Americans can now check the status of their third stimulus check using the IRS’s online tracking tool ‘Get My Payment.’
The tool allows Americans to follow the scheduled payment date for either a direct deposit or mailed payment. It’s an online app that works on desktops, phones, and tablets and doesn’t need to be downloaded from an app store. To use the tool, you need to provide basic information:
Social Security number or Individual Tax ID Number (ITIN)
Date of birth
The tracking tool will no longer show the status of the first or second round of stimulus checks — the $1,200 payment under the CARES Act and the $600 payments under the December $900 billion stimulus deal. To find the status of those previous rounds, you must create an account.
If your payment is delivered by direct deposit, the tool will show when the direct deposit is expected to be made or when it was delivered along with the bank account it went into.
If you receive the message “Payment Status Not Available,” the IRS may not have processed your payment yet or you may not be eligible for a payment.

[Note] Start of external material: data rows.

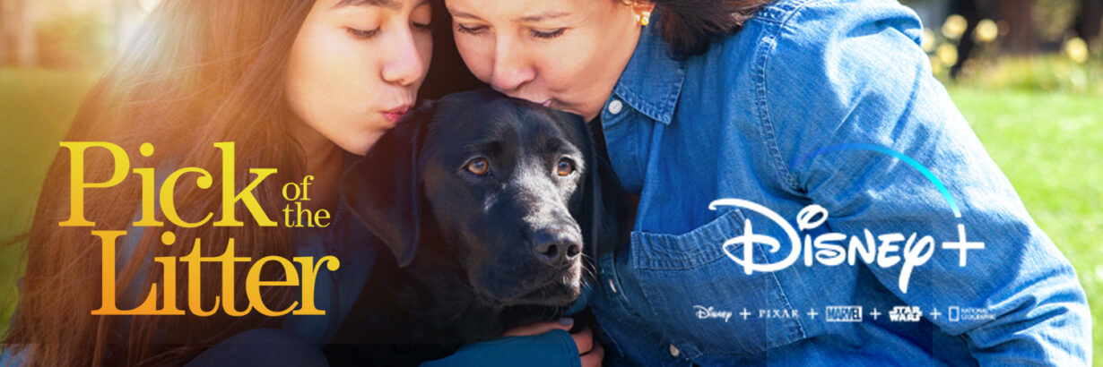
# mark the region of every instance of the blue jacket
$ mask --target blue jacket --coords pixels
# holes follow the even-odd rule
[[[610,359],[1090,364],[1074,270],[921,33],[887,0],[781,0],[685,61],[643,32],[600,116],[640,195],[590,299]]]

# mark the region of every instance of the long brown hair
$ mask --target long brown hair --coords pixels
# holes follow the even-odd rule
[[[185,176],[175,190],[180,216],[196,220],[205,213],[221,217],[219,151],[214,142],[236,143],[237,177],[242,190],[251,181],[250,168],[279,170],[254,192],[270,218],[279,218],[279,184],[301,179],[304,153],[286,131],[291,114],[283,101],[287,56],[313,0],[162,0],[121,56],[85,97],[66,141],[108,141],[122,147],[133,168],[156,168],[158,175],[184,166],[200,166],[214,175],[212,190],[199,190]],[[156,152],[133,152],[150,142]],[[86,181],[101,182],[111,172],[106,152],[89,150]],[[60,227],[68,217],[69,156],[60,149],[50,166],[31,230],[26,236],[26,272],[4,347],[21,353],[24,363],[44,366],[182,364],[205,347],[238,332],[278,326],[271,317],[94,316],[100,304],[100,240],[92,230],[128,229],[140,207],[139,179],[116,187],[88,191],[86,217],[95,228]],[[146,227],[133,252],[120,258],[116,290],[137,290],[144,298],[160,282],[161,266],[153,256],[181,257],[202,242],[202,256],[222,255],[229,238],[236,255],[254,260],[292,255],[288,234],[279,227],[259,227],[243,205],[236,218],[244,227]],[[173,231],[176,246],[160,245],[160,234]],[[122,248],[126,238],[119,240]],[[121,250],[117,250],[121,251]],[[243,304],[245,265],[234,284]],[[202,267],[204,307],[221,294],[221,268]],[[280,278],[268,274],[266,278]],[[131,284],[132,283],[132,284]],[[178,302],[186,300],[186,271],[176,271]],[[158,292],[163,292],[163,285]],[[267,289],[280,289],[268,287]],[[193,295],[194,296],[194,295]],[[266,294],[269,307],[289,302],[291,294]],[[163,294],[159,294],[163,300]],[[120,307],[140,300],[120,298]],[[131,305],[132,306],[132,305]]]

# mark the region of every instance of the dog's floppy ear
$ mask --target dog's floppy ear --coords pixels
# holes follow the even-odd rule
[[[421,148],[435,115],[425,101],[387,131],[342,175],[346,205],[378,237],[399,267],[414,260],[421,235]]]
[[[589,131],[586,132],[589,137]],[[586,162],[589,169],[585,177],[585,214],[579,225],[586,238],[586,251],[597,261],[627,239],[629,211],[620,179],[609,160],[598,153],[592,139]]]

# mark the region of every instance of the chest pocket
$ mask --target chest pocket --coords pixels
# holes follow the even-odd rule
[[[747,274],[725,255],[724,242],[742,226],[741,212],[729,209],[682,235],[632,233],[630,262],[654,322],[689,357],[753,356],[805,335],[774,273]],[[762,245],[753,246],[754,261],[768,262]],[[742,245],[729,251],[742,253]]]

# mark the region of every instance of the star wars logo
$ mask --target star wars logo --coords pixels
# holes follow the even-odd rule
[[[923,317],[923,311],[919,306],[895,306],[889,311],[889,320],[892,322],[919,322]]]

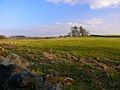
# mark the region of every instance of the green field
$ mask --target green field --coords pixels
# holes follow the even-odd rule
[[[73,78],[68,90],[120,89],[120,38],[9,39],[0,40],[0,50],[27,59],[39,75]]]

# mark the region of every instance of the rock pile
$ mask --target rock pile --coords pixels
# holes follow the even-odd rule
[[[27,67],[29,63],[12,53],[0,56],[0,90],[62,90],[53,85],[46,76],[37,76]]]

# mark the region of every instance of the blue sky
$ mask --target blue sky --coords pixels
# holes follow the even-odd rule
[[[57,36],[73,25],[120,34],[120,0],[0,0],[0,34]]]

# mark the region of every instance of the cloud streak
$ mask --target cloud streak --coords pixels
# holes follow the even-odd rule
[[[91,9],[101,9],[105,7],[119,7],[120,0],[47,0],[52,3],[66,3],[70,5],[88,4]]]

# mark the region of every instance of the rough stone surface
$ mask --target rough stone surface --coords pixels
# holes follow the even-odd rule
[[[0,56],[0,90],[62,90],[59,84],[47,81],[46,76],[33,74],[28,65],[14,53]]]

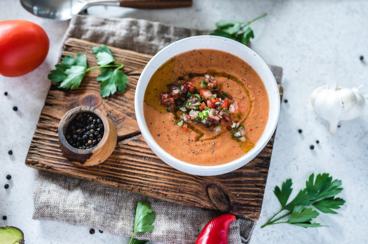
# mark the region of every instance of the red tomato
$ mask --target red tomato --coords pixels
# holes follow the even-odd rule
[[[49,46],[46,32],[33,23],[0,22],[0,74],[14,77],[31,72],[45,60]]]

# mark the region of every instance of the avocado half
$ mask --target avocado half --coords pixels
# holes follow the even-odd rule
[[[13,226],[0,227],[0,243],[24,244],[24,235],[23,232]]]

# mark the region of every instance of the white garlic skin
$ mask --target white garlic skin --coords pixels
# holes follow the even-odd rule
[[[328,122],[329,132],[335,134],[342,120],[350,120],[362,114],[365,107],[364,98],[357,89],[326,86],[314,90],[311,103],[316,112]]]

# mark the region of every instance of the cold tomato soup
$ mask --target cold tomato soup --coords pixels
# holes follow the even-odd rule
[[[178,54],[156,71],[143,111],[150,133],[165,151],[210,166],[252,150],[264,131],[269,107],[265,85],[249,64],[201,49]]]

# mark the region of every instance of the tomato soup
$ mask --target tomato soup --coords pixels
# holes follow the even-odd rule
[[[158,68],[143,104],[157,144],[178,159],[205,166],[228,163],[251,150],[269,107],[266,88],[252,67],[207,49],[181,53]]]

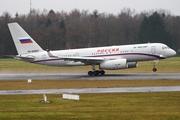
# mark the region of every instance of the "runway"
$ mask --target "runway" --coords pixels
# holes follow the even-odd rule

Will I get the dependent bonus for a newborn?
If you had a baby in 2021 and meet the rest of the eligibility criteria, you can claim the additional $1,400 per child when you file your 2021 taxes.
If you had a child in 2020 and your return has been processed, you should automatically get the additional payment. If you haven't yet filed your 2020 taxes or they haven't been processed by the IRS by the time the payments are issued, you can claim the dependent bonus on your 2021 taxes
Do you have to pay back the stimulus check?
No, you don’t have to pay it back. It also doesn’t reduce any refund you would otherwise receive.
“No, there is no provision in the law requiring repayment of an Economic Impact Payment,” the IRS website said about the first round of checks.
If your income dropped in 2020 compared with 2019, you may now be eligible for the payment or a bigger payment if you have already filed your taxes and they have been processed by the IRS.
If your payment is too high based on your 2020 income and you still haven't filed your 2020 taxes, you’re not responsible for paying back the difference.